« Connaître sert beaucoup pour inventer. » (Mme de Staël)

Cloris et Mainard : La belle Vieille

   Depuis quarante ans, Mainard (1582-1646), disciple de Malherbe, est épris de « Cloris »[1] qui lui préféra autrefois un riche mari. Il ne désespère pas, à 62 ans (1644) de réaliser le rêve de sa jeunesse : veuve et âgée, Cloris est toujours aussi belle. Dans ce poème baigné à la fois de mélancolie, de sérénité et d’espoir, il lui rappelle la constance et la discrétion de son amour et tente de la convaincre qu’il est encore temps. Mais Cloris restera insensible.

La belle Vieille

Cloris, que dans mon cœur j’ai si longtemps servie[2]

Et que ma passion montre à tout l’univers,

Ne veux-tu pas changer le destin de ma vie,

Et donner de beaux jours à mes derniers hivers ?

*

N’oppose plus ton deuil au bonheur où j’aspire.

Ton visage est-il fait pour demeurer voilé ?

Sors de ta nuit funèbre et permets que j’admire

Les divines clartés des yeux qui m’ont brûlé.

...

*

Ce n’est pas d’aujourd’hui que je suis ta conquête :

Huit lustres ont suivi le jour que tu me pris,

Et j’ai fidèlement aimé ta belle tête

Sous des cheveux châtains et sous des cheveux gris.

*

C’est de tes jeunes yeux que mon ardeur est née,

C’est de leurs premiers traits que je fus abattu[3] ;

Mais tant que tu brûlas du flambeau d’hyménée,

Mon amour se cacha pour plaire à ta vertu.

*

Je sais de quel respect il faut que je t’honore,

Et mes ressentiments[4] ne l’ont point violé ;

Si quelquefois j’ai dit le soin qui me dévore,

C’est à des confidents qui n’ont jamais parlé.

*

Pour adoucir l’aigreur des peines que j’endure,

Je me plains aux rochers, et demande conseil

A ces vieilles forêts, dont l’épaisse verdure

Fait de si belles nuits en dépit du soleil[5].

*

L’âme peine d’amour et de mélancolie,

Et couché sur des fleurs ou sous des orangers,

J’ai montré ma blessure aux deux mers d’Italie

Et fait dire ton nom aux échos étrangers[6].

*

Ce fleuve impérieux à qui tout fit hommage[7],

Et dont Neptune même endura le mépris,

A su qu’en mon esprit j’adorais ton image

Au lieu de chercher Rome en ses vastes débris.

*

Cloris, la passion que mon cœur t’a jurée

Ne trouve point d‘exemple aux siècles les plus vieux ;

Amour et la nature admirent la durée

Du feu de mes désirs et du feu de tes yeux.

*

La beauté qui te suit depuis ton premier âge

Au déclin de tes jours ne te veux pas laisser,

Et le temps, orgueilleux d’avoir fait ton visage,

En conserve l’éclat et craint de l’effacer.

*

Regarde sans frayeur la fin de toutes choses,

Consulte le miroir avec des yeux contents :

On ne voit point tomber ni tes lis, ni tes roses,

Et l’hiver de ta vie est ton second printemps[8]

...

(Strophes 1- 2 et 6-14)


[1] Le 17e siècle aime les prénoms (surnoms) grecs.

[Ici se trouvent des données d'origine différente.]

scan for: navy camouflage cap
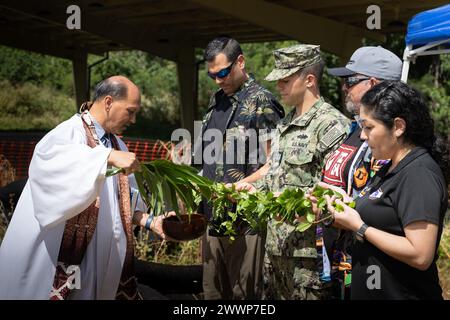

[2] Dans le langage galant, l’amoureux est l’esclave de sa dame.

[3] Métaphores miliaires de la langue amoureuse : conquête, pris, traits, abattu.

[4] Dans le sens de sentiments vifs.

[5] Mainard, en unissant l’amour et la nature, fait preuve d’un certain romantisme.  

[6] Allusion au voyage de Mainard à Rome en 1639.

[7] Le Tibre.

[8] Cf. vers 4 : poésie des saisons.

A propos de Maynard

   Selon Charles Dantzig (Dictionnaire égoïste de la littérature mondiale), derrière un fatras d’épigrammes, Maynard a écrit des odes magnifiques. « La belle vieille » donne une idée fausse du ton. Il oscillait entre le très bon comique et une mélancolie très dramatique. La postérité l’a écarté car il a osé se moquer de Richelieu qui s’était fait trop d’obligés se surveillant les uns les autres.